Çevirmenlerin Kaybolması
Yakın zamanda okuduğum bir araştırma makalesi son derece önemli bir noktayı vurguladı: uzmanların kendi dilbilimleri vardır. Örnek olarak istatistikçileri ele alalım. Biz, veri analizi yapan kişiler olarak, kendi terminolojilerimize sahibiz: Çoklu doğrusal bağlantı, Heteroskedastisite, R-Kare, P-değeri ve liste devam ediyor. Sonuçları yorumlayan istatistikçi olarak eğitildik. Bu nedenle, bir istatistikçi diyelim ki bir biyologla çalışıyorsa ve bu biyolog bazı veri analizleri istiyorsa, ya eğitim olmadan ya da hem istatistik hem de biyolojiyi anlayan üçüncü bir kişi olmadan iletişim giderek zorlaşır.

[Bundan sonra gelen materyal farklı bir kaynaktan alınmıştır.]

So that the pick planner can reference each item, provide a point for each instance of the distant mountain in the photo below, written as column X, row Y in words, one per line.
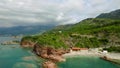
column 24, row 30
column 112, row 15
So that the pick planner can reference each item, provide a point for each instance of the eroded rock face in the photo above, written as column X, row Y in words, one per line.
column 50, row 53
column 49, row 64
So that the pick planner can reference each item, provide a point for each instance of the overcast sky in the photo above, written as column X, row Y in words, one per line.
column 34, row 12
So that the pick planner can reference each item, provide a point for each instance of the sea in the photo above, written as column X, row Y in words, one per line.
column 14, row 56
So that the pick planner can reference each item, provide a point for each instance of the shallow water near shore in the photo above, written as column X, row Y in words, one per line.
column 86, row 62
column 14, row 56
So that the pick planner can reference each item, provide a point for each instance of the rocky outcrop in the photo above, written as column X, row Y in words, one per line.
column 26, row 43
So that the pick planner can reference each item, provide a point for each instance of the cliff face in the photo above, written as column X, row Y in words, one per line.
column 50, row 53
column 26, row 43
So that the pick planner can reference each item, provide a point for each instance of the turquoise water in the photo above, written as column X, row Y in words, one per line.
column 14, row 56
column 87, row 62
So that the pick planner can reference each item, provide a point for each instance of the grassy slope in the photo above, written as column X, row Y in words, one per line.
column 87, row 33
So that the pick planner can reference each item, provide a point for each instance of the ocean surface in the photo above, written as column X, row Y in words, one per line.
column 14, row 56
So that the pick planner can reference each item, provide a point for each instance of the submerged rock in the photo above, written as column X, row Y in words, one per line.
column 49, row 64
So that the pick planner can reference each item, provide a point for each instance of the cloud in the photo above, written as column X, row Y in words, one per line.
column 39, row 12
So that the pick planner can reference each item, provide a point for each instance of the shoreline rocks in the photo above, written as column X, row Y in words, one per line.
column 51, row 54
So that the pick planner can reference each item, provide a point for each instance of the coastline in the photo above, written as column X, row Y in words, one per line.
column 111, row 57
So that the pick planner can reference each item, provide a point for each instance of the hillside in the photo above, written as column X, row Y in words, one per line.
column 90, row 33
column 112, row 15
column 87, row 33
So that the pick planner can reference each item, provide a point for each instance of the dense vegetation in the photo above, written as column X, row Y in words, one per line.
column 113, row 49
column 91, row 32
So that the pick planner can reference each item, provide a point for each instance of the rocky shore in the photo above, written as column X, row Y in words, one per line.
column 51, row 54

Bununla birlikte, tüm umutlar tükenmiş değildir. Çatlakların arasında yaşamayı göze alan birkaç alan ortaya çıkmıştır - biyoenformatik, hesaplamalı dilbilim ve nöroekonomi gibi hibrit disiplinler. Hiçbir alana ait değillerdir. Birden çok dil konuşurlar. Yapılarında, çok yönlü kişiyi parçalayan bölünmeye direnirler.
İronik bir şekilde, bir zamanlar kendim geniş bilgiyi önemsemezdim. Gerçek ustalığın sadece derinlikte yattığına inanıyordum. Ve yine de, her zaman koddan sanata, iktisattan psikolojiye kadar her şeye karşı bir ilgim oldu. Bu içgüdüyle savaştım, beni dağınık hale getirdiğini düşündüm. Yanıldım.
"Bir makinenin parçası değilsin. Tüm motora sahipsin. Merakın bir yükümlülük değil - bir alevdir. Geniş ilgi alanların bir yük değil - bir tasarımdır."
Kendinize şunu sorun: Ya hayatın gerçek zenginliği sadece derinlemesine değil, genişlemesine yaşamakta yatıyorsa? Orada bir yerde, hala özgürce hayal kuran bir çocuk var. Onlar için yer açalım. Ve sana -evet, sana- okumaya, çalışmaya, beceri setini genişletmeye devam et. Sisteme uymak için küçülme. Onu yeniden şekillendirmek için esne.